How, then, should we view the Era of Half Attention?
What happens to people who die addicted to their iPhones? Where does their consciousness go? I ask because it is hard to say where it was. Is there even an intact, whole person there to lose?
Who are we, when we live lives devoid of sustained silence, peace, and articulate and genuine humor? Take away all the masks, what is left?
There are many, many questions I have–aspects I am curious about–about what the long term consequences of this Great Pause will be. There will be good and bad economic aspects, and good and bad social aspects.
Will people be more patient, coming out? If so, how long will that last? I suspect lives are being permanently changed right now, both for the better and for the worse. More horror. More joy and kindness. More life.
I realized this morning, doing my version of yoga (I’m like Danny DeVito in Get Shorty: I don’t get anything right off the menu), that the primal terror I felt as an infant manifests as a fear of the world, which of course as it filters up into my rational mind translates to a fear of the future and present.
And typing, endlessly, on the internet, is how I dispel this fear. It is like an irrational magical amulet, by means of which I attempt to cast spells, preventing the inevitable.

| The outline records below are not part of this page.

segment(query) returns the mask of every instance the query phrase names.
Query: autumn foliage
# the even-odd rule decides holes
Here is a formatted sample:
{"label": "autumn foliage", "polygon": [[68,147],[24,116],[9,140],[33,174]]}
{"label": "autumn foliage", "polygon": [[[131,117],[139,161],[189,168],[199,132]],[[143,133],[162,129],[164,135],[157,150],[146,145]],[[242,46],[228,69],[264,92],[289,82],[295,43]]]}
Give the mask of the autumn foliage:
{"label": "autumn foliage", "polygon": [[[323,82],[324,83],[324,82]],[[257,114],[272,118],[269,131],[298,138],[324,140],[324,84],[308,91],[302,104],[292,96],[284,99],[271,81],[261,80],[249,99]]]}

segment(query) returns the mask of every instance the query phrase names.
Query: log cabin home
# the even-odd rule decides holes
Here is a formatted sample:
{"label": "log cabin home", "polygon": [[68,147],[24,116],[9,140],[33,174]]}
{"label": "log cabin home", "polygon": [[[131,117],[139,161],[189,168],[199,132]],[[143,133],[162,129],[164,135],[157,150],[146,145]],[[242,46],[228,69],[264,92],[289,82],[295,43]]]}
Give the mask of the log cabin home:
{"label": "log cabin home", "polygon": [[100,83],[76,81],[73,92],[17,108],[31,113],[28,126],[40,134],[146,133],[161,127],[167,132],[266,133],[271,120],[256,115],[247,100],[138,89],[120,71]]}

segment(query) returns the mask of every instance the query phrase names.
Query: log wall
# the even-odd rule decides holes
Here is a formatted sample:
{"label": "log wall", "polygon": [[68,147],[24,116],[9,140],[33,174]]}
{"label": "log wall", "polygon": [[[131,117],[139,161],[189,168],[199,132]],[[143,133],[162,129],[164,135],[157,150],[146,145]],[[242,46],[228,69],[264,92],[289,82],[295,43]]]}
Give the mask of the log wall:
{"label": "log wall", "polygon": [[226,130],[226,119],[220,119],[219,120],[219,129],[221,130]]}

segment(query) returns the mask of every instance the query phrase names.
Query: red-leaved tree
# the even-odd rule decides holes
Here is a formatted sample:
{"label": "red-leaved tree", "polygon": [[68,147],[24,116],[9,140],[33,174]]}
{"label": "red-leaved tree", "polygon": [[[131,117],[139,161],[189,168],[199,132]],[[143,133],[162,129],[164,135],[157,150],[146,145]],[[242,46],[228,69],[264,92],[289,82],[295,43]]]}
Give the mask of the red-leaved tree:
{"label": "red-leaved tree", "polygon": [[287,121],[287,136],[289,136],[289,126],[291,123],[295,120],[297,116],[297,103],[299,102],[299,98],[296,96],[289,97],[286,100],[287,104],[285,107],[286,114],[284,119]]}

In a sense, it is not irrational. It takes a consistent fear, and grounds it. My fingers hit the keyboard for long periods of time, usually daily. The panic and fear are managed.
But this whole thing is much larger than I have been able to ground. I’ve had to use other tools. And having used those other tools I’m looking back at this and wondering if this is really how I want to spend the rest of my life. Where are my books? My concrete accomplishments?
I think I am slowly learning how to live, and learning how to live necessarily means learning how to be comfortable with fear and confusion. And with the profound helplessness which in reality really does define us. We can control some things, but most things we cannot.
It’s really impossible to draw the lines, but for myself, what I feel is that I am a person divided. I need to stop that.